“She’s such an intellectual — she reads her porn.”
“This isn’t Sense and Sensibility, it’s fucking Snapchat, chill out.”
“I can’t remember the last time I ate a vegetable.”
“What? Sorry I can’t hear you with my sunglasses on.”
“I killed a moth with a selfie stick yesterday.”
“Fucking a poet must be amazing.”
“I would suck anything to be verified on Twitter.”
“The only vegetable I eat is Guacamole.”
“What did you guys eat while I was unconscious?”
“Handjobs are like the above-ground swimming pools of sexual activities.”

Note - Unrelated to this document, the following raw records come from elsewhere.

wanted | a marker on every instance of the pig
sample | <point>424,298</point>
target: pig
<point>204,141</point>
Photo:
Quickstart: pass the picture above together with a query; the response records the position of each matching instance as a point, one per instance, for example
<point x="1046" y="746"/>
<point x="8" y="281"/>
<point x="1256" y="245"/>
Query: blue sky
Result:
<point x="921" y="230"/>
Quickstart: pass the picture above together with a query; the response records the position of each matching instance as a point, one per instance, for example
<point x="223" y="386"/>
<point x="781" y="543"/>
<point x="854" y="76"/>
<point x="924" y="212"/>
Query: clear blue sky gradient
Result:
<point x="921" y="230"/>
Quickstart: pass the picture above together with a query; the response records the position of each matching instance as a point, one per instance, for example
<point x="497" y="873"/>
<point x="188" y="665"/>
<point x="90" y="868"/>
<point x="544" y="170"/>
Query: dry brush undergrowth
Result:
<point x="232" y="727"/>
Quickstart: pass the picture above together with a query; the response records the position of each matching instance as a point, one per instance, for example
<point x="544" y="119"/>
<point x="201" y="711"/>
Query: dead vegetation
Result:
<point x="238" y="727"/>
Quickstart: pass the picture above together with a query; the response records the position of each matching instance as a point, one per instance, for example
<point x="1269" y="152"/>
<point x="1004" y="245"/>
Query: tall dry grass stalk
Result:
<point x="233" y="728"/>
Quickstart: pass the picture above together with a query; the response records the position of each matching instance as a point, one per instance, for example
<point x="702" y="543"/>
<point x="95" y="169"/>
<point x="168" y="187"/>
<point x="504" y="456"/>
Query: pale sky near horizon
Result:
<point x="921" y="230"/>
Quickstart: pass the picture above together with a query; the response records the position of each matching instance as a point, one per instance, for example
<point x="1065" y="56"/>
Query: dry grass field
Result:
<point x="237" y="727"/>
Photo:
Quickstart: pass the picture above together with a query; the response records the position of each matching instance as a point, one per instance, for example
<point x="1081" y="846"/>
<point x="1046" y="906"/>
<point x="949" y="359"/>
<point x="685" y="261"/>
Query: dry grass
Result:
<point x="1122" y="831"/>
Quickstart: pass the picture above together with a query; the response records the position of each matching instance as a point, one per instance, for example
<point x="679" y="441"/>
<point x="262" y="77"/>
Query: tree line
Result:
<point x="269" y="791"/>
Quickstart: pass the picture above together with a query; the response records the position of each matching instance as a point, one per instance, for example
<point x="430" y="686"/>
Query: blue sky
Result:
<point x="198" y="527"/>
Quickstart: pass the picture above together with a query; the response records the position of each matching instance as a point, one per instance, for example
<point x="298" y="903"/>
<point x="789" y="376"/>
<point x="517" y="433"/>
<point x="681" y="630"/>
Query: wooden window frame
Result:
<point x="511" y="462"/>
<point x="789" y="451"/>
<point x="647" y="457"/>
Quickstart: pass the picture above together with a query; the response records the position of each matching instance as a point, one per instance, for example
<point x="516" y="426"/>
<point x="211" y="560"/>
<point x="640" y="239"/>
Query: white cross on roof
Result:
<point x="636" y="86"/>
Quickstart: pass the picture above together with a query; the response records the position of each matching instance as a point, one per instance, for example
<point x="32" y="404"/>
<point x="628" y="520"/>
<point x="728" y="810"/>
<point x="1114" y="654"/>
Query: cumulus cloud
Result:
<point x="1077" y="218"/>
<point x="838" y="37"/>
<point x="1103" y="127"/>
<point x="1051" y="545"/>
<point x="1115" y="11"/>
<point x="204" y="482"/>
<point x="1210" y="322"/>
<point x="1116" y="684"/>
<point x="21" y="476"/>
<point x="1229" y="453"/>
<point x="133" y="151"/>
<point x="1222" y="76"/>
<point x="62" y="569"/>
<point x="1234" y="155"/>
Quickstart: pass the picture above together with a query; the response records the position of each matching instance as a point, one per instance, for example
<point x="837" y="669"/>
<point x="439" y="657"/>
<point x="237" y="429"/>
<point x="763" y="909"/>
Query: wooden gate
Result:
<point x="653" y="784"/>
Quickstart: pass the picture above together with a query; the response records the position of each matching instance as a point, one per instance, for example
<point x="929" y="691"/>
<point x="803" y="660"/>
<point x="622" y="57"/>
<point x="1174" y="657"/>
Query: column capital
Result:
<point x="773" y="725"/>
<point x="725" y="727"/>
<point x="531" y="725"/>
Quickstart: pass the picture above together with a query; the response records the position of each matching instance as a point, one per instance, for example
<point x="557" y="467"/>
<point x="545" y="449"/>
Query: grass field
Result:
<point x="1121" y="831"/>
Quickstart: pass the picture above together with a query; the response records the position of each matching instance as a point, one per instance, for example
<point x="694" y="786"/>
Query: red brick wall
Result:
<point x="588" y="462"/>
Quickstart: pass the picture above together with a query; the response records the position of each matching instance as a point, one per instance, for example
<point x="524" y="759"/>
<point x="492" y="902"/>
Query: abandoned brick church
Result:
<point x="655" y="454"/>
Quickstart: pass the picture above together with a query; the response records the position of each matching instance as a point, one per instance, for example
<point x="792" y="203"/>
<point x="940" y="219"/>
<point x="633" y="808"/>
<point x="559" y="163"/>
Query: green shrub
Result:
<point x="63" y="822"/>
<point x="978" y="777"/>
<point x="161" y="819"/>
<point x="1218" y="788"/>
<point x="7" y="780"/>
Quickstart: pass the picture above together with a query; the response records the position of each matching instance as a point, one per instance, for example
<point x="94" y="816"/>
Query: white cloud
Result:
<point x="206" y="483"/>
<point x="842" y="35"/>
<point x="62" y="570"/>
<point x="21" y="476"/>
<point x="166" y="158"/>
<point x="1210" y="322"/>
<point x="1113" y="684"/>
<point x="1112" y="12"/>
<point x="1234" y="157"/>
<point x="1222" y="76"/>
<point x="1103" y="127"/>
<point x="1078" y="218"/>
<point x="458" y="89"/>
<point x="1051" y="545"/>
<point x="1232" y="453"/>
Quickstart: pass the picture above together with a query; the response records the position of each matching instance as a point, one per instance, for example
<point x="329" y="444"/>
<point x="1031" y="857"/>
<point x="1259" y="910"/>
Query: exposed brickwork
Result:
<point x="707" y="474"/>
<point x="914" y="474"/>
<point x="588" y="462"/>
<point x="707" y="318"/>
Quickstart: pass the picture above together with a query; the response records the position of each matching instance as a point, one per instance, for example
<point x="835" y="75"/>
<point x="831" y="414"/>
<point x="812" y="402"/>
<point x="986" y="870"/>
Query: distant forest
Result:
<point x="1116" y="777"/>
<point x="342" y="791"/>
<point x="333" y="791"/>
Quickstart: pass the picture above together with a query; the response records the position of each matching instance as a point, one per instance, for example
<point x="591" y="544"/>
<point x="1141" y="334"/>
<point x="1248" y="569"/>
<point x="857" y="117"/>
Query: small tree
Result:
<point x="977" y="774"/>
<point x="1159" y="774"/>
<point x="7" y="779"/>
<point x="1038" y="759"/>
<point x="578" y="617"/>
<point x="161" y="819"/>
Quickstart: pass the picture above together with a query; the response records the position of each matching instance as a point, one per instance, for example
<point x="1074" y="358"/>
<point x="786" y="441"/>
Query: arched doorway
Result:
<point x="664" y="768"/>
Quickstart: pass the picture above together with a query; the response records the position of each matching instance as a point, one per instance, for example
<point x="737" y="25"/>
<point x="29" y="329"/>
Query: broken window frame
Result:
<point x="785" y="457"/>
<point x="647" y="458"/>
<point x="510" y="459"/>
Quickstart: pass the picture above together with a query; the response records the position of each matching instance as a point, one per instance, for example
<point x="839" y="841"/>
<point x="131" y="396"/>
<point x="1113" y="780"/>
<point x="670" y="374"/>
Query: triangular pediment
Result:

“If we’re snowed in, let’s organize an orgy for our floor. A snow floor orgy. A snoflorgy.”
“Up until a few years ago I thought misogynist was another word for masseuse.”
“I want my wedding to be bagel themed.”
“She literally has everything a girl could want…except a personality.”
“I’m gonna turn this workaholic into an alcoholic.”
“You look really good with a mustache. You don’t look like a pedophile at all.”
“Love is pretty much the ability to talk about your digestive system with another person.”
“I fucking love Tinder. Whenever I want a study break, I just whip out my phone and judge 100 people.”
“So today I ripped a hole in my lace underwear while picking a wedgie.”
“Are you flexing your boob right now?”
“I have to Instagram the snow so my friends at home will think I do more than go to clubs.”
“I can’t imagine anyone who would want to put up with me. I put up with me only because I have to.”
“This just heated up my scrotum to an extent you won’t believe.”
“Why are you ‘throwing shade’ at me? Are you a fucking palm tree?”
“Seriously. I’m wearing knee high stockings. It shouldn’t be this hard to get laid.”
“I’m growing my pubes out so I look more like a Game of Thrones character down there.”
“They should redesign the American flag because it’s so hard to draw 50 stars in elementary school.”
“ABC, man. Always be cute.”
“I can’t give you like professional advice. But I can give you advice based on my life, which is: fuck anything and everything.”
“Wait. You guys have class? On Fridays? I thought that shit was a myth.”
“Look at that dog chasing that stick. If I were a dog, I’d chase a stick like that too. But all I’m chasing here are my broken dreams.”